Simulation For Proportions
Sometimes Statistical Inference can be done without applying theoretical models, but instead with using brute force: generating the data ourselves.
Consider Proportions test
- there are a set of assumptions that have to be met to use the Normal Approximation
- what if one of them is not met, e.g. Success-Failure condition?

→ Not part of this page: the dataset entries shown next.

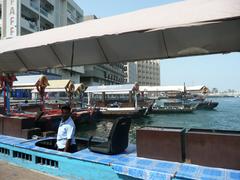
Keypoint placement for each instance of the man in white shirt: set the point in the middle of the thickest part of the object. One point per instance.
(66, 131)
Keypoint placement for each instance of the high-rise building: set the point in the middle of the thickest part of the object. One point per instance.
(21, 17)
(148, 73)
(102, 74)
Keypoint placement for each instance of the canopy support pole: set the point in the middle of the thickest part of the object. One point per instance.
(73, 44)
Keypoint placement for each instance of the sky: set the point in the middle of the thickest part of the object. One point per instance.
(214, 71)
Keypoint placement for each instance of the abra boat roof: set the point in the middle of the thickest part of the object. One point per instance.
(26, 82)
(179, 29)
(110, 89)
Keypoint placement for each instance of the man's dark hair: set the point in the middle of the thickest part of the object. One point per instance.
(66, 107)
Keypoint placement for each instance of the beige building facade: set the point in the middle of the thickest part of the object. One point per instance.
(148, 73)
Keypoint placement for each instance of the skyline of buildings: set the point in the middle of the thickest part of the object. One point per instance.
(21, 17)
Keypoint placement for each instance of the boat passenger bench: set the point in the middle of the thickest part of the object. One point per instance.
(215, 148)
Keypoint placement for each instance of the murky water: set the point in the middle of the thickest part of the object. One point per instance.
(225, 117)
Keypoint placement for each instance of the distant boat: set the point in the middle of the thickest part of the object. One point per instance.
(208, 105)
(164, 106)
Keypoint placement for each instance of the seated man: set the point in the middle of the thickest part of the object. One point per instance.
(66, 131)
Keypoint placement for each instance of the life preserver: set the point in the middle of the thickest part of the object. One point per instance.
(70, 87)
(81, 88)
(41, 85)
(91, 110)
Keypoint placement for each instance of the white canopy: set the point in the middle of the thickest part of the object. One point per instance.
(174, 30)
(171, 88)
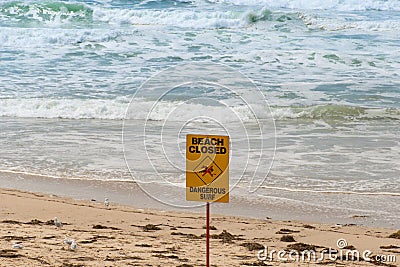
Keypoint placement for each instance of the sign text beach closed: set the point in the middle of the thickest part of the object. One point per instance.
(207, 168)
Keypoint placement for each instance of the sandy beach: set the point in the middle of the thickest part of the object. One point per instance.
(129, 236)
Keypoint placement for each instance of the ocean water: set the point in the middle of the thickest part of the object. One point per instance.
(329, 71)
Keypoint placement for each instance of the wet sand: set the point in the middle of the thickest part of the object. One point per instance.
(129, 236)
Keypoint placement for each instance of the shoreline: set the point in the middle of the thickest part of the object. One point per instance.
(129, 193)
(125, 235)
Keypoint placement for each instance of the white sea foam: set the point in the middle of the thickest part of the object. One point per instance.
(115, 109)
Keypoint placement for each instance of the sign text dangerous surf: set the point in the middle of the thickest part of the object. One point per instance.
(207, 168)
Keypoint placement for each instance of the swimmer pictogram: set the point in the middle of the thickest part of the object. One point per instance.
(207, 170)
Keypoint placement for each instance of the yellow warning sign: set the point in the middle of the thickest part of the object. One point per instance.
(207, 168)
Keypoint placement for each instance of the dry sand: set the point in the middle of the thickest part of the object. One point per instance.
(128, 236)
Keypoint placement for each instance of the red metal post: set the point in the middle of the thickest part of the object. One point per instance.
(208, 234)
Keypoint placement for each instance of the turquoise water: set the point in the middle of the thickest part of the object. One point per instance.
(329, 70)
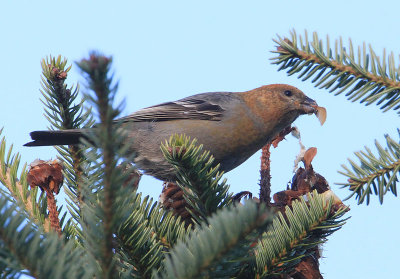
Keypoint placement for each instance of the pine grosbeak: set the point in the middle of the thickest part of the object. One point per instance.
(232, 126)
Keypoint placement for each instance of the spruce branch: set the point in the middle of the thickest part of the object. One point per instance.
(198, 177)
(218, 248)
(147, 234)
(303, 226)
(374, 174)
(62, 112)
(28, 246)
(18, 188)
(363, 75)
(106, 196)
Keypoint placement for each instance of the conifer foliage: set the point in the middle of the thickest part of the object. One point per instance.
(362, 76)
(109, 230)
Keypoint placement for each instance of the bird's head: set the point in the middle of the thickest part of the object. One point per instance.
(280, 101)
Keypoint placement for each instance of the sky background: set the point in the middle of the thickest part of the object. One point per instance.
(167, 50)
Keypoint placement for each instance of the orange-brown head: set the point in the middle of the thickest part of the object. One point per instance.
(280, 102)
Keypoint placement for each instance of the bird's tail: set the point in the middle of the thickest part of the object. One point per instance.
(63, 137)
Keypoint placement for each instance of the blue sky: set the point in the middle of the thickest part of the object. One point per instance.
(166, 50)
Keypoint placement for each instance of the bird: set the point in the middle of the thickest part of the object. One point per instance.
(232, 126)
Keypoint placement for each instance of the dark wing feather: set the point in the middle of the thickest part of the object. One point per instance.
(202, 107)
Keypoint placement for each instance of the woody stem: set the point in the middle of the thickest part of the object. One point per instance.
(265, 172)
(53, 213)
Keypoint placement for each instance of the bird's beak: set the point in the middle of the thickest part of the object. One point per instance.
(308, 106)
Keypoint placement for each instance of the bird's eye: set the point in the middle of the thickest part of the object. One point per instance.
(288, 93)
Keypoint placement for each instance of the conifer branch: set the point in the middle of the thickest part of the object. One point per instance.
(363, 76)
(28, 246)
(18, 188)
(197, 175)
(374, 175)
(147, 234)
(62, 113)
(218, 248)
(305, 225)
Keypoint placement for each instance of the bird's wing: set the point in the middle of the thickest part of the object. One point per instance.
(206, 106)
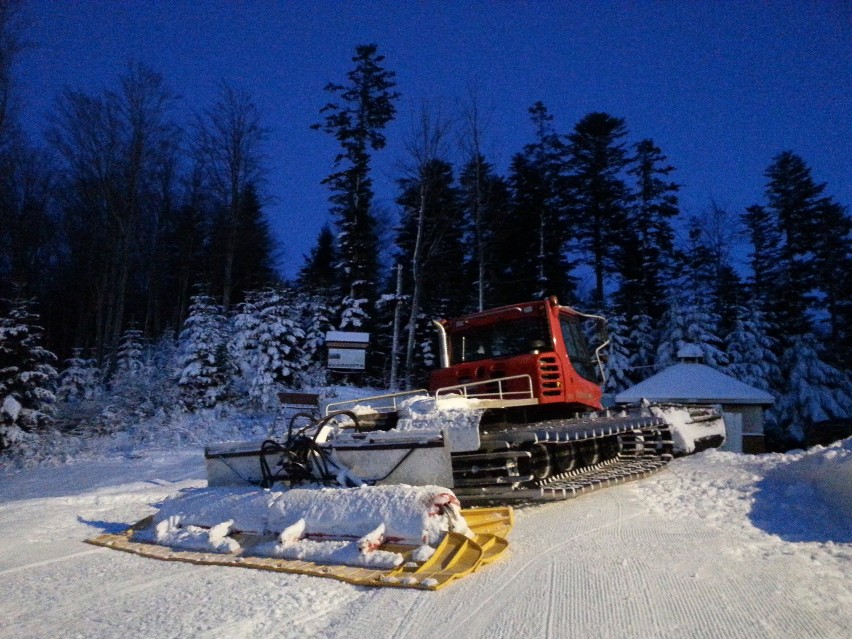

- use Exact Binomial Proportion Tests - apply the Binomial Model directly
- or simulate draws from the binomial model and obtain the Sampling Distribution (or the null distribution)
One-Sample Test
It’s the same as One-Sample test for the normal approximation models:
- we have a sample and want to check if the true proportion parameter agree with some hypothetical parameter $p_0$
- and then we want to check if the data we observed align with this hypothesis
Test
- $H_0: p = p_0$
- $H_A: p \ne p_0$ or $H_A: p < p_0$ or * $H_A: p > p_0$
- $p$ - the true proportion, $p_0$ - the null value
But instead of using some theoretical model,
- we ourselves generate the null distribution
- and then see how unusual the observed value is w.r.t. the generated null distr.
Example
Consider the following example:
- medical consultant helps patients
- he claims that with his help the ratio of complications is lower than usually
- (i.e. lower than 0.10)
- is it true?
We want to test a hypothesis:
- $H_0: p_A = 0.10$ - ratio of complications without a specialist
- $H_A: p_A < 0.10$ - specialist helps, the complications ratio is lower than usual
- note that we can’t really check the claim because we have Observational Studies - to really check the claim we need to conduct a Statistical Experiment
Observed data:
- 3 complications in 62 cases
- $\hat{p} = 0.048$
- is it only due to chance?
Normal Model
- the Success-Failure condition is not met: $p_A \cdot 62 = 0.10 \approx 6.2 < 10$
- under $H_0$ we’d expect to see only 6.2 complications
- thus cannot use Normal Approximation and perform a Binomial Proportion Test
What we can do?
- There is still a way to evaluate the $p$-value for this $p_A = 0.10$ - via simulations
- Simulate many draws from the population and build a Sampling Distribution (under $H_0$)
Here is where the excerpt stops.